2) Is the impaired exercise and muscle performance related to fiber-type switching, or other mechanisms. The Major points below fall under this category:

b) The in vivo effects are not associated with muscle size, but could be due to other effects of SWELL1 KO, such as fiber type switch, impaired oxidative metabolism, impaired insulin signaling.

4) How do the authors explain impaired performance? Can the authors measure some key markers quickly to resolve this issue? NADH staining, fiber typing, gene expression, westerns?
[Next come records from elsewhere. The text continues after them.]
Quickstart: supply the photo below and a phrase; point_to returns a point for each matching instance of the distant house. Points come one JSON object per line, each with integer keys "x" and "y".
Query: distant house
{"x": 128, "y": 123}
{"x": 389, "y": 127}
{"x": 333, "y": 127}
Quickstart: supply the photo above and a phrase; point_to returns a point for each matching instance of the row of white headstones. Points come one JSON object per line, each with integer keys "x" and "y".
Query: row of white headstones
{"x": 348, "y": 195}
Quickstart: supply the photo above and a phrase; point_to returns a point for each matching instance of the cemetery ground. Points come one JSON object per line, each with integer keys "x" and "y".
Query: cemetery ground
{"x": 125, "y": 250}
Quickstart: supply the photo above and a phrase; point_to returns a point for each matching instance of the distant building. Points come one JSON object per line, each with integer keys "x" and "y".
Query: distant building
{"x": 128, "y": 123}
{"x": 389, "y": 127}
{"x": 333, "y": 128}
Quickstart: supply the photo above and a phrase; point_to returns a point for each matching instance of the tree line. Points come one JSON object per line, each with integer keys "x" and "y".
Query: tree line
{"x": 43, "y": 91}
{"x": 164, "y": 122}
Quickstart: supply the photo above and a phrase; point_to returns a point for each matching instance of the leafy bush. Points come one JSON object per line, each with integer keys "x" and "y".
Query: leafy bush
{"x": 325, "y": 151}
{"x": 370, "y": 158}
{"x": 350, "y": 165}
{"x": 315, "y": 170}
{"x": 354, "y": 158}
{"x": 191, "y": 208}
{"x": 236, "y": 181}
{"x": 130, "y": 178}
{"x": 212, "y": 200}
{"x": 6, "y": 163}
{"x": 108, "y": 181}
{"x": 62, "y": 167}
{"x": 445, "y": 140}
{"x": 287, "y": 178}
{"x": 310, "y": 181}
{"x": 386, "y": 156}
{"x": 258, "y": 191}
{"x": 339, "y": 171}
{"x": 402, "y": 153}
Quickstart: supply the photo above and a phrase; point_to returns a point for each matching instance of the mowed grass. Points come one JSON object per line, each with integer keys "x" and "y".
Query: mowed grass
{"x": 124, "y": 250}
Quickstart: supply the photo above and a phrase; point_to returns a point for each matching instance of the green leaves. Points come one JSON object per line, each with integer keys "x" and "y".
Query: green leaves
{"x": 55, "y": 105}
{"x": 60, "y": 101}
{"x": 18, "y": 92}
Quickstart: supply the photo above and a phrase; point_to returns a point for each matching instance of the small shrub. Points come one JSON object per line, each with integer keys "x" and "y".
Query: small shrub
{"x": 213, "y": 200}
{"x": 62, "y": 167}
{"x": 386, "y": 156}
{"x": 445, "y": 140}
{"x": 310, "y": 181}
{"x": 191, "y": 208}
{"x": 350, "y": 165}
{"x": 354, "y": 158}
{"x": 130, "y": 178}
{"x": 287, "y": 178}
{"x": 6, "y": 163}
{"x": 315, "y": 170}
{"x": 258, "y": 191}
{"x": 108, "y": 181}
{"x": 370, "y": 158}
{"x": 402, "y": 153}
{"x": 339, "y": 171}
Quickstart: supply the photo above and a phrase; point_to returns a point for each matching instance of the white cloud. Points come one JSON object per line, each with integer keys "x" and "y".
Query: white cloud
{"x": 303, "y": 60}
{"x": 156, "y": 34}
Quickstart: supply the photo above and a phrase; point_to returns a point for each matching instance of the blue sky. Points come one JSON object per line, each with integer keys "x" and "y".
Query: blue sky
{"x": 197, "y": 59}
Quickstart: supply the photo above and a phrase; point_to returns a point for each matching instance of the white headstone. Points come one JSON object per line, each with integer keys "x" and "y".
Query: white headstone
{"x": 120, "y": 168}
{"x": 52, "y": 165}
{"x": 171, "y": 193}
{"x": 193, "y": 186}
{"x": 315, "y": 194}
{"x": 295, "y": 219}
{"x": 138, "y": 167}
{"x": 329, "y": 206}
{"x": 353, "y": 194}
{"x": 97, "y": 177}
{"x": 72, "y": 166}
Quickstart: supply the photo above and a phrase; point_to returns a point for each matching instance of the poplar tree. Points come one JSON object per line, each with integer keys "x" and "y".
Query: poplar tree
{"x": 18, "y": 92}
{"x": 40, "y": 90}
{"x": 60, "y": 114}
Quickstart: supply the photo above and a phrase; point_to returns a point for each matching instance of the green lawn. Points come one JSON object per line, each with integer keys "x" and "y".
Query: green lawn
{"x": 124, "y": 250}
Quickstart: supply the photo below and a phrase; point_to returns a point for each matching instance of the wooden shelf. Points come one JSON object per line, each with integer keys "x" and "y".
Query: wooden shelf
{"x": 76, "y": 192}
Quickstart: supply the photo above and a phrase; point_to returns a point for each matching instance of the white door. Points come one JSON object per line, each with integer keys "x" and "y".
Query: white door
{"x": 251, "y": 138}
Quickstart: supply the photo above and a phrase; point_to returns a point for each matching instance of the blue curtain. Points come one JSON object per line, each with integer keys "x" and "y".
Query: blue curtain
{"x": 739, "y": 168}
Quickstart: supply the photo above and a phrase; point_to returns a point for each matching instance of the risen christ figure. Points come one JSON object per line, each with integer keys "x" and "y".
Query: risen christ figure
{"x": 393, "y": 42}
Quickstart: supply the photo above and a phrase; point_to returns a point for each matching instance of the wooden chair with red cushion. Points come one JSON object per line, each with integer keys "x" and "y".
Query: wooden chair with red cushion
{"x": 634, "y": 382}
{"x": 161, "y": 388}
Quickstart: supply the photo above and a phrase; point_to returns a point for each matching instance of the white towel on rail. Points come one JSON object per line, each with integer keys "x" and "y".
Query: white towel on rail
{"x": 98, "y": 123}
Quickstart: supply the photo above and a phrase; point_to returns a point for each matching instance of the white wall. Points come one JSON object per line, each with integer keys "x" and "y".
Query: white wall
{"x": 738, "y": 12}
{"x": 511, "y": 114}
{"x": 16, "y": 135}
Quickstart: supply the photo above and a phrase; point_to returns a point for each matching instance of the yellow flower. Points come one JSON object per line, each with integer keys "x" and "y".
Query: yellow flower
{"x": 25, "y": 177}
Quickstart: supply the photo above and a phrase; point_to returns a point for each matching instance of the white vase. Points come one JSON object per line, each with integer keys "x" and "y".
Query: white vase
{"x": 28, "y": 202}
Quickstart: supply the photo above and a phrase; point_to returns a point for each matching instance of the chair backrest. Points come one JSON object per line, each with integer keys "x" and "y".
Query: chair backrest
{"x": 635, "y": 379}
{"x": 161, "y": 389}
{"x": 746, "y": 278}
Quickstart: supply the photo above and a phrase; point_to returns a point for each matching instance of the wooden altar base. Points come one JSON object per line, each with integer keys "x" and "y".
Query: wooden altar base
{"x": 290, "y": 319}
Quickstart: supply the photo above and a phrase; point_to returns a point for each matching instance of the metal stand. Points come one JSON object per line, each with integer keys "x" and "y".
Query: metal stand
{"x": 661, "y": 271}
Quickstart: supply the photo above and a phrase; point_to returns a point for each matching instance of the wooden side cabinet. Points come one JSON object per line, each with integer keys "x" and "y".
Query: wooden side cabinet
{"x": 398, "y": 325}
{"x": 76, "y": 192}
To address this question, we stained frozen sections that we had previously stored from both superficial and deep tibialis anterior muscle from skeletal-muscle SWELL1 KO and WT mice for muscle fiber-types (MHC Type 1, MHC Type IIa, MHC Type IIx and MHC Type IIb) in both superficial and deep tibialis anterior muscle in Skm KO as compared to WT mice as described in the Results section subsection “Skeletal muscle targeted Lrrc8a knock-out mice have reduced skeletal myocyte size, muscle endurance and ex vivo force generation” and shown in Figure 7—figure supplement-1. We observe no differences in muscle fiber-type between WT and Skm KO mice indicating that observed reductions in muscle force and endurance is not due to muscle fiber-type switching. Indeed, it is increasingly appreciated that changes in muscle metabolic potential and morphology may occur independent from adaptive fiber-type switching as measured by a change in MHC expression (Egan and Zierath, 2013). Instead, we believe that alternative mechanisms are responsible for these observations in SWELL1 KO muscle, such as impaired glycolysis and glucose metabolism (as described in the aforementioned subsection, and Figure 7H), and this is the currently the subject of ongoing studies.